Studies of how people engage in retail shopping reveals important gender differences that affect how you may want to manage a diverse staff. If you watch men and women shop for clothes, men are intent on identifying the item they need without fanfare. Women, by contrast, browse and remain open to experience.
In a recent Stanford University study, two researchers distinguish between men’s task-oriented approach and women’s “possibility-driven” preference for browsing. While the study (by S. Christian Wheeler and Jonah Berger) targeted marketers, the findings also relate to.
As you know, you must hold everyone on your team accountable for collective goals without playing favorites. But you should still consider gender differences and adjust your approach accordingly when communicating with staff.
Using the Stanford study as a guidepost, you might want to instruct a male using the “point and delegate” approach: specify what needs to be done and the deadline. Your message boils down to, “Go do this by next Friday.”
Managing a female may call for a different tack. Instead of giving a brief overview of the assignment and attaching a due date, invest another few minutes in a “possibility-driven” dialogue about the organization’s goals and the purpose of the project in question.
Just as women tend to treat shopping as an end in itself and flow from rack to rack with openness and curiosity, they prefer to brainstorm in a more free-flowing, let’s-see-where-this-leads manner. Yet that doesn’t mean they’ll blurt out whatever pops into mind.

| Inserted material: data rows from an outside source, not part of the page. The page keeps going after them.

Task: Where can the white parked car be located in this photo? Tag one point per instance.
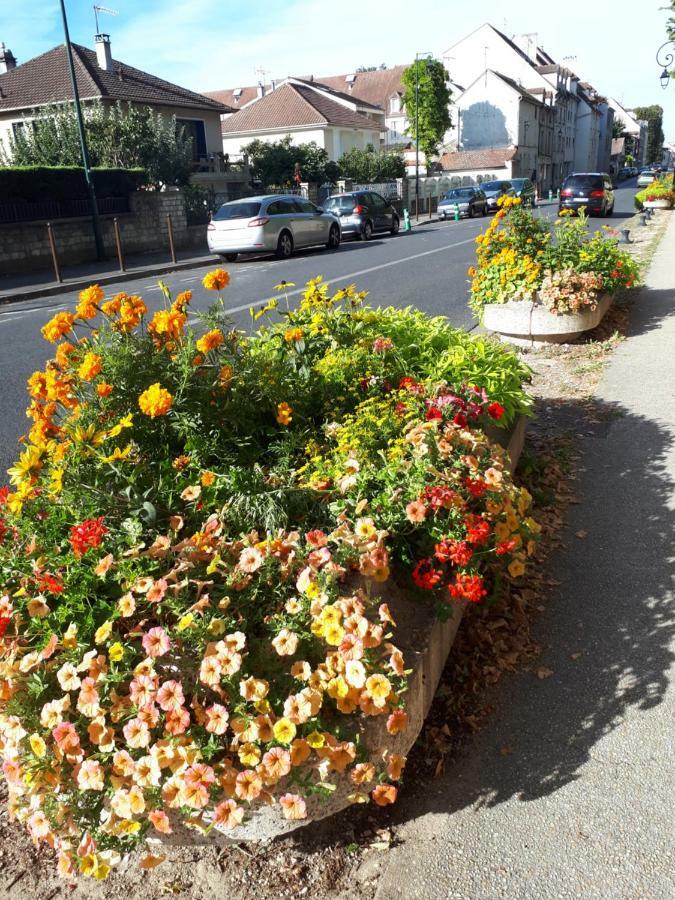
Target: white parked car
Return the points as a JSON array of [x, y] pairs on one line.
[[645, 178], [277, 223]]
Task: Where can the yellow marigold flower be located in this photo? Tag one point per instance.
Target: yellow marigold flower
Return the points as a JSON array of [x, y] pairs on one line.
[[90, 297], [284, 731], [116, 651], [37, 745], [90, 366], [284, 414], [155, 401], [216, 280], [210, 341], [58, 327]]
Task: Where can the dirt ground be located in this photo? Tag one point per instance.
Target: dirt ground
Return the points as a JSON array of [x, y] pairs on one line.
[[340, 858]]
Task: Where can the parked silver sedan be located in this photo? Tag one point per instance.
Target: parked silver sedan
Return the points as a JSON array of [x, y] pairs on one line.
[[278, 223]]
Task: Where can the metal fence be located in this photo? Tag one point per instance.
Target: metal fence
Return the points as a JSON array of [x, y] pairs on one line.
[[28, 211]]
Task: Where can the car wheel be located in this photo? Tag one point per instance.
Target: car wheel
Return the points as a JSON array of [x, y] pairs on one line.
[[333, 238], [284, 245]]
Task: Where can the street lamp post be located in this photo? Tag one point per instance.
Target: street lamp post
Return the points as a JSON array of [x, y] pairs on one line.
[[418, 56], [93, 205]]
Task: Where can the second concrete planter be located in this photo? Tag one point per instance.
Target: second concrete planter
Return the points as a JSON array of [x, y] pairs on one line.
[[529, 323]]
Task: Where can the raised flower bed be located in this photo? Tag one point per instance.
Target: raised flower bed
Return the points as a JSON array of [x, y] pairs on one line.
[[532, 285], [231, 567]]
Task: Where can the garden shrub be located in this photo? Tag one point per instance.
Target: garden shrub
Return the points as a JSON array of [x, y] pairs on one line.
[[519, 253], [189, 547]]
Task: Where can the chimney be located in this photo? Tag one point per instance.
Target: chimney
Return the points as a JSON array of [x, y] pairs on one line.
[[103, 54], [7, 59]]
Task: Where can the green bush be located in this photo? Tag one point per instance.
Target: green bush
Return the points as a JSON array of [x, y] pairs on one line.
[[36, 183]]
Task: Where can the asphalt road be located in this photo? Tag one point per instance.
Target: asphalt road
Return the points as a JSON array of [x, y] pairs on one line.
[[425, 268]]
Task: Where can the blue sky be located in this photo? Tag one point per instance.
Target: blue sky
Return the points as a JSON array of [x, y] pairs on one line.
[[206, 44]]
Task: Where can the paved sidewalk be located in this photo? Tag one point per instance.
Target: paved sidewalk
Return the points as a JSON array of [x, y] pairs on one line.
[[583, 805]]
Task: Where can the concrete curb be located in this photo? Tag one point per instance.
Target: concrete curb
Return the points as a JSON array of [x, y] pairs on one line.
[[425, 643], [66, 287]]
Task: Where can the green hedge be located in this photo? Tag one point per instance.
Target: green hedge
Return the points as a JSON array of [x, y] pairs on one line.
[[35, 183]]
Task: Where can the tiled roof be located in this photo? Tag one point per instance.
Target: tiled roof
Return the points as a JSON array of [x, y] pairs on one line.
[[46, 79], [292, 106], [476, 159]]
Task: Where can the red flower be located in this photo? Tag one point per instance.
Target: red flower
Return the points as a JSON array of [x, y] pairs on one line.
[[478, 530], [425, 575], [468, 586], [457, 552], [87, 534]]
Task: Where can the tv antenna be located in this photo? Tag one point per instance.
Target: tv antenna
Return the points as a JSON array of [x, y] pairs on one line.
[[103, 9]]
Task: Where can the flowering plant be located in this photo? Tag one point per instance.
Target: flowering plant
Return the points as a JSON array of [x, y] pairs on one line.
[[190, 548], [518, 256]]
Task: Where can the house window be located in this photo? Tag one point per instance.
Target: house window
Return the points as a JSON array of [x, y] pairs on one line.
[[194, 128]]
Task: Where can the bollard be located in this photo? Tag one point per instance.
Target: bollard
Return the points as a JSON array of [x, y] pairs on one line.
[[171, 246], [118, 244], [55, 258]]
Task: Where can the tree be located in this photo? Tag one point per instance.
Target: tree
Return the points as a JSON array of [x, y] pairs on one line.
[[434, 101], [371, 166], [618, 127], [276, 163], [118, 136], [653, 115]]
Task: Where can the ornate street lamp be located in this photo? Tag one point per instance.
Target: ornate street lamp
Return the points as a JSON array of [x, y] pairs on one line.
[[665, 58]]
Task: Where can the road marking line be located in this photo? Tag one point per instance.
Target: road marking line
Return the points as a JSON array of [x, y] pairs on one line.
[[351, 275]]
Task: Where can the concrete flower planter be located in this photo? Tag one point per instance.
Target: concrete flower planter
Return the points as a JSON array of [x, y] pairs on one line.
[[526, 324], [425, 643], [659, 203]]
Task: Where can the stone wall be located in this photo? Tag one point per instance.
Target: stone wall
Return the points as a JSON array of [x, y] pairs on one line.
[[24, 247]]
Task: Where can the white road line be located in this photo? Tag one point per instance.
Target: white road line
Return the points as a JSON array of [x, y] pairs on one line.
[[352, 275]]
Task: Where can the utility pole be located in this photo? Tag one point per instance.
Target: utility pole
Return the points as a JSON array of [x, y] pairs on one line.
[[93, 205]]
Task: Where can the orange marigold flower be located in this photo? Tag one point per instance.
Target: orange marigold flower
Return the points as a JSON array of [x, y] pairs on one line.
[[210, 341], [90, 366], [284, 414], [216, 280], [90, 297], [58, 326], [155, 401]]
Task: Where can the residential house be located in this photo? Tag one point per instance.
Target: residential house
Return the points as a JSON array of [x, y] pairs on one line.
[[495, 113], [634, 129], [306, 111], [45, 80]]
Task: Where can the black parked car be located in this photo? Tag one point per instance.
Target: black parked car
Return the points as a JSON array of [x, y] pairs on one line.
[[592, 190], [362, 213], [493, 190], [526, 190], [470, 201]]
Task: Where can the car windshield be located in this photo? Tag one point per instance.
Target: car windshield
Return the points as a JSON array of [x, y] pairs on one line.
[[237, 211], [459, 194], [584, 183], [344, 201]]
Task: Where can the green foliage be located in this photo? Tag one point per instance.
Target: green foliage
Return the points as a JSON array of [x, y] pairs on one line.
[[653, 115], [277, 163], [427, 79], [119, 135], [371, 166], [35, 183]]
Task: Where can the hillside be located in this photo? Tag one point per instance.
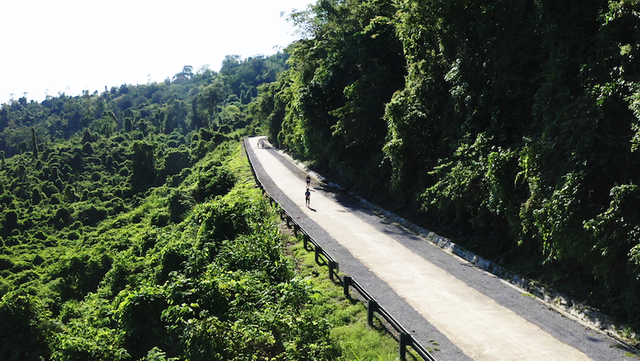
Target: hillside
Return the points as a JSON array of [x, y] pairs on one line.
[[131, 229], [511, 127]]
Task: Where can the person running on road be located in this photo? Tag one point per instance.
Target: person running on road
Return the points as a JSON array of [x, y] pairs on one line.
[[307, 197]]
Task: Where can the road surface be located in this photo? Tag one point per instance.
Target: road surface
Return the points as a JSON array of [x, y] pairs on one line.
[[448, 304]]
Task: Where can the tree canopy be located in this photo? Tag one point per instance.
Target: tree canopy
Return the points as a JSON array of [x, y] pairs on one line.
[[511, 126]]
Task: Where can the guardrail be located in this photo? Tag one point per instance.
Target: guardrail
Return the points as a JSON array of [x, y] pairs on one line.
[[405, 339]]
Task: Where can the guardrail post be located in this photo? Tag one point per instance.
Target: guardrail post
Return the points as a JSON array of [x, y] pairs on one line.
[[372, 306], [403, 341], [346, 282]]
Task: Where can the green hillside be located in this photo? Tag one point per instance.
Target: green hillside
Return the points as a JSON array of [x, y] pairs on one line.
[[131, 229], [511, 127]]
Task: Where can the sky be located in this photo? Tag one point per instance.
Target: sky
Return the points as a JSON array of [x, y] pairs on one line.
[[68, 46]]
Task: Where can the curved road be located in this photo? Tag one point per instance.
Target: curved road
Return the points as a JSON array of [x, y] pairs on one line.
[[448, 304]]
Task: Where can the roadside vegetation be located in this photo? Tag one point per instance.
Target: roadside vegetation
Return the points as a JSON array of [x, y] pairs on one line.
[[132, 229], [511, 127]]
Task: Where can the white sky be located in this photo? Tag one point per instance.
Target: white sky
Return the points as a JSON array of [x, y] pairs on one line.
[[74, 45]]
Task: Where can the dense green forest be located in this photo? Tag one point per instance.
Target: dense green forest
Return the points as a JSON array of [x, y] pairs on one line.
[[132, 229], [512, 127]]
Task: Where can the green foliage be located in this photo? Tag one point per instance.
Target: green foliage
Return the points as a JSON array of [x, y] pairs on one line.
[[513, 124]]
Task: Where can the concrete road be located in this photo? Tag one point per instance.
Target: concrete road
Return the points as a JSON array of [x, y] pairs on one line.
[[450, 306]]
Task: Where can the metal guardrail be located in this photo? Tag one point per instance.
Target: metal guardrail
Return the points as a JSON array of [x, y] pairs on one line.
[[405, 339]]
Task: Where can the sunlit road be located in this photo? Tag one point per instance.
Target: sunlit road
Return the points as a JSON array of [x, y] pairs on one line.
[[491, 321]]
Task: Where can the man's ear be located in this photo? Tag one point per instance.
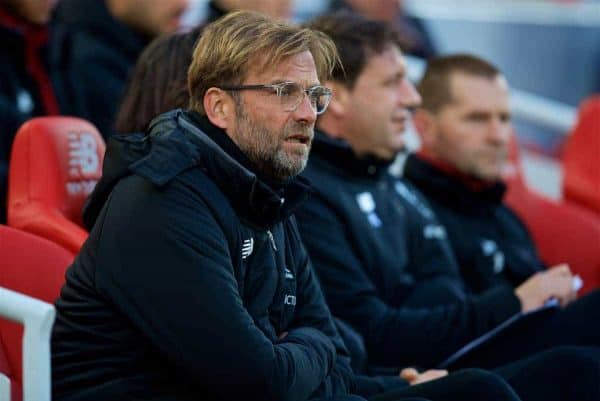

Most professional women will briefly weigh how what they’re about to say will sound to the group. They may mentally rehearse it and calculate the likely response.
Men, by contrast, may speak up without much of a pause beforehand. In their goal-driven eagerness to reach resolution or complete an action plan, they tend to invest less time predicting how the audience will react.
It’s dicey to dwell on gender roles to the point where they influence your management style too much. At the same time, however, it’s important to recognize that men and women process information differently and take alternate paths to reach decisions. Armed with awareness, you can appeal to both genders more effectively.